Optimizing the expression and purification of recombinant P. denitrificans IF-2 requires systematic evaluation of multiple parameters:

• Expression System Selection:

  • Heterologous expression in E. coli:

    • Advantages: High yield, well-established protocols

    • Considerations: Potential folding issues with complex proteins

  • Homologous expression in P. denitrificans:

    • Advantages: Native folding environment, appropriate post-translational modifications

    • Considerations: Lower yield, more complex cultivation

  • The choice should be guided by protein quality requirements and downstream applications

• Vector Design Optimization:

  • Promoter selection:

    • For P. denitrificans expression, characterized native promoters with appropriate strength

    • For E. coli expression, T7 or similar strong, inducible promoters

  • Affinity tag placement:

    • C-terminal tags have been successfully used for P. denitrificans proteins

    • Tag type (His6, GST, MBP) selection based on solubility and purification needs

  • Codon optimization if expressing in heterologous systems

• Expression Condition Optimization:

  • Temperature: Often lower temperatures (16-25°C) improve solubility

  • Induction parameters:

    • Concentration of inducer (IPTG or cumate )

    • Cell density at induction

    • Duration of expression

  • Media composition:

    • Rich vs. minimal media

    • Supplements to enhance protein stability

• Purification Strategy Development:

  • Two-step purification has proven effective for P. denitrificans proteins:

    • Affinity chromatography (e.g., Ni-affinity for His-tagged proteins)

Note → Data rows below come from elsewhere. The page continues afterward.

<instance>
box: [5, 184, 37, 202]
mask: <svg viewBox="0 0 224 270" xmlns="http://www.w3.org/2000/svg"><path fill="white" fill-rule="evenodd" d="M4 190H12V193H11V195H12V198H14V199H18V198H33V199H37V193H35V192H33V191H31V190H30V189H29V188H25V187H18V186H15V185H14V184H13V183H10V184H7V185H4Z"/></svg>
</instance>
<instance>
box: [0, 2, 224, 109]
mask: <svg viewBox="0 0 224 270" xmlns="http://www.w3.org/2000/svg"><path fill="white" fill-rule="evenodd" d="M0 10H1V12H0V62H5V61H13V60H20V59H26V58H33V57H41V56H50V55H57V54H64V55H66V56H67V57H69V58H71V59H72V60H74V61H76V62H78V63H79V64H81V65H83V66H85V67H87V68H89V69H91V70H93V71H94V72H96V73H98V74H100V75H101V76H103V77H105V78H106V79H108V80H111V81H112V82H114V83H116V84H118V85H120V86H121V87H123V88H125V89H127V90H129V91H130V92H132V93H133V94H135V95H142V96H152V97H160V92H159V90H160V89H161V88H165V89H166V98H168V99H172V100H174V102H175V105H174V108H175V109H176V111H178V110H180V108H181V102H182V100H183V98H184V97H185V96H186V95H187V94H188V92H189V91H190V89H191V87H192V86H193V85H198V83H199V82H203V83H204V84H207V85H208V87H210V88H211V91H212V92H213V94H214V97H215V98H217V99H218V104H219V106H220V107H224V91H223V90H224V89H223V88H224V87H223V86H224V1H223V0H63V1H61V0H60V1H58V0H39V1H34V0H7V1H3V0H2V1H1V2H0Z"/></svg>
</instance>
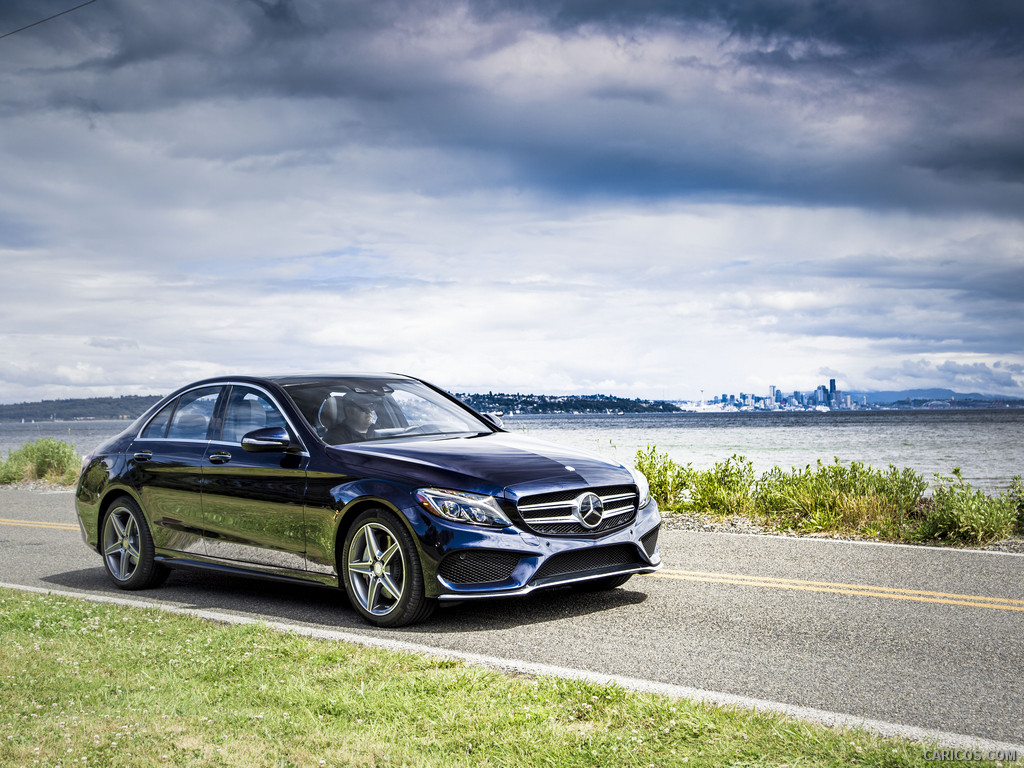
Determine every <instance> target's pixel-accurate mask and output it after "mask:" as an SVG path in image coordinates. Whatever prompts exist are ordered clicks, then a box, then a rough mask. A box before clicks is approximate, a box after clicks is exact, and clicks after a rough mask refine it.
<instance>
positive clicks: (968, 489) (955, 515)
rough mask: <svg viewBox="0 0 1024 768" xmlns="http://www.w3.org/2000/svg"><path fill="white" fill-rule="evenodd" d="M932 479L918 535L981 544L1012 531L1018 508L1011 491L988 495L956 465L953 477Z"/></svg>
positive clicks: (937, 474)
mask: <svg viewBox="0 0 1024 768" xmlns="http://www.w3.org/2000/svg"><path fill="white" fill-rule="evenodd" d="M1015 479H1016V478H1015ZM935 480H936V486H935V490H934V492H933V494H932V499H931V501H930V502H929V503H928V504H926V505H925V507H924V509H925V515H924V519H923V520H922V521H921V524H920V527H919V528H918V535H919V538H921V539H936V540H940V541H949V542H969V543H972V544H984V543H985V542H991V541H994V540H997V539H1004V538H1006V537H1008V536H1010V534H1012V532H1013V529H1014V525H1015V523H1017V522H1018V520H1019V514H1020V510H1019V507H1018V506H1017V504H1016V503H1015V501H1014V498H1013V497H1012V493H1011V492H1008V493H1007V494H1005V495H1001V496H998V497H989V496H986V495H985V494H983V493H982V492H980V490H975V489H974V488H972V487H971V483H969V482H967V481H966V480H965V479H964V476H963V474H962V473H961V468H959V467H954V468H953V476H952V477H947V476H944V475H941V474H936V475H935Z"/></svg>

    • Size exclusion chromatography to separate intact protein from contaminants

  • Buffer optimization:

    • pH 6.5 has shown optimal results for some P. denitrificans enzymes

    • Addition of stabilizing agents (divalent cations, GTP/GDP)

    • Detergent selection if membrane interactions are involved

• Optimization Table Example:

By systematically optimizing these parameters and evaluating the resulting protein quality, researchers can develop a reliable protocol for producing high-quality recombinant P. denitrificans IF-2 suitable for structural and functional studies.